Ayun berpura-pura mengibaskan rambutnya dengan cepat sehingga memercik ke arah Jero.
"Ayun. Tidak bisakah kamu diam" tegur Jero kesal, air yang dikibaskan mengenai bagian baju Jero. Bajunya sudah basah jadi bertambahnya parah.
"Bagaimana bisa, lihat bajuku basah" keluh Ayun yang tidak menyukai rasa basah di tubuh, terasa menganggu tetapi diliriknya penampilan Jero yang tak jauh berbeda dengannya.
"Pakai ini" ujar Jero mengambil handuk di bagian belakang mobil. Gerakan Jero menambah mata ayun jelalatan tidak jelas. Selama menikah dengan Jero, tidak ada kata bercinta, mereka berdua hanya saling menjalankan hubungan mutualisme.
Handuk diterima dengan senang hati, ayun buru-buru melepaskan baju luar dari tubuhnya.
"Tidak bisakah kamu lebih sopan. Kita bukan suami istri lagi" keluh Jero lagi melihat tingkah Ayun yang seperti sengaja.
"Tapi kita teman. Jero, apa sih yang kamu suka dari Riu?" tanya Ayun kesal. Jero diam sejenak memikirkan satu jawaban tapi tidak ditemukan.
"Banyak" jawab Jero asal. Ia telah memilih, jadi buat apa juga menjelaskan untuk orang lain diluar kehidupan pernikahannya.
"Punya dia sama seperti aku. Beda ukuran saja" kata Ayun memamerkan bagian tubuh depannya. Tampak besar dan menggoda di balik tank top putih yang dipakai.
"Ayun, jaga mulutmu" tegur Jero tidak nyaman. Sejak kapan Ayun jadi tidak memiliki urat malu.
"Jero, mengapa kamu menikahi Riu?" tanya Ayun meletakan handuk di tengah mereka berdua.
"Itu bukan urusanmu" jawab Jero pelan, nada suara pelan terdengar menyakitkan bagi Ayun.

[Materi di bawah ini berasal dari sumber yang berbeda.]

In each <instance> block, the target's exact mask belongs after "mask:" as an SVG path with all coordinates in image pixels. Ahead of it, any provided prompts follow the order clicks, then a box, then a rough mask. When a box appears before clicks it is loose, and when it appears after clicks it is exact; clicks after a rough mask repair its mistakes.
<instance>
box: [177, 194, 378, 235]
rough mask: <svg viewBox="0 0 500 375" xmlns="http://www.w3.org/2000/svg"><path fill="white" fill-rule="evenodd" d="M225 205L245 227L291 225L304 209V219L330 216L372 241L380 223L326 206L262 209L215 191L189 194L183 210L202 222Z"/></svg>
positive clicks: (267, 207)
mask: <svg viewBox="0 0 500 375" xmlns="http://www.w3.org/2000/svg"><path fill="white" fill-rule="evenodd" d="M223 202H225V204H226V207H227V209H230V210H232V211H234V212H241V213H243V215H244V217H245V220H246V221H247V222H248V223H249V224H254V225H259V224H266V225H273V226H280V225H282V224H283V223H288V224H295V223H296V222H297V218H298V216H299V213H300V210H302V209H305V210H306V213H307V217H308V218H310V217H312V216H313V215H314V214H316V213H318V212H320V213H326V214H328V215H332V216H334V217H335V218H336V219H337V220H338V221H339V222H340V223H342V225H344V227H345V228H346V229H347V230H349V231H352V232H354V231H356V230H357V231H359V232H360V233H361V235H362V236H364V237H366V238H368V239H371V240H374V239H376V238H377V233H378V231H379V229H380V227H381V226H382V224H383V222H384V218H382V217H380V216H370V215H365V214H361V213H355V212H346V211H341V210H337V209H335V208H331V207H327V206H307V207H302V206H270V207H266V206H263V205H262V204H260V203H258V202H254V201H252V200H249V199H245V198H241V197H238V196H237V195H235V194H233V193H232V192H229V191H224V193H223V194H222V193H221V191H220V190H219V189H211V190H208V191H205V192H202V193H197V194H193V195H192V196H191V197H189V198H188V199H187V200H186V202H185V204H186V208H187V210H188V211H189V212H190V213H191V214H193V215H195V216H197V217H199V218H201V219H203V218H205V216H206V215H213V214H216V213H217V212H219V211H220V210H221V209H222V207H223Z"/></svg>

"Jero, aku masih mencintaimu. Tidak bisakah kita kembali seperti dulu?" tanya Ayun menatap Jero dengan penuh minat. Terlalu terlihat bagi Jero namun acuh tak acuh di tonjolkan.
"Bukan aku yang lebih dulu bermain api" jawab Jero santai. Ingatannya tidak buruk tapi ia sudah menutup buku masa lalu, untuk apa juga membukanya.
"Jero, itu hanya salah paham" kata Ayun tidak mau kalah. Ia harus berusaha mendapatkan Jero, ia nyakin itu semua hanya kecemburuan Jero terhadap Carlo.
"Salah paham sampai tidur dengannya?" tanya balik Jero dengan melihat kearahnya.
"Itu tidak seperti yang kamu pikirkan" jawab Ayun gelagapan. Bagaimana juga banyak hal yang tidak bisa disebut, kalau hati memang untuk Jero.
Mereka berdua terdiam lama. Keheningan menyeruak di dalam mobil sehingga Jero memandang luar jendela daripada Ayun yang sibuk mengelap bagian-bagian tubuhnya. Hujan bertambah deras menyebabkan genangan dimana-mana.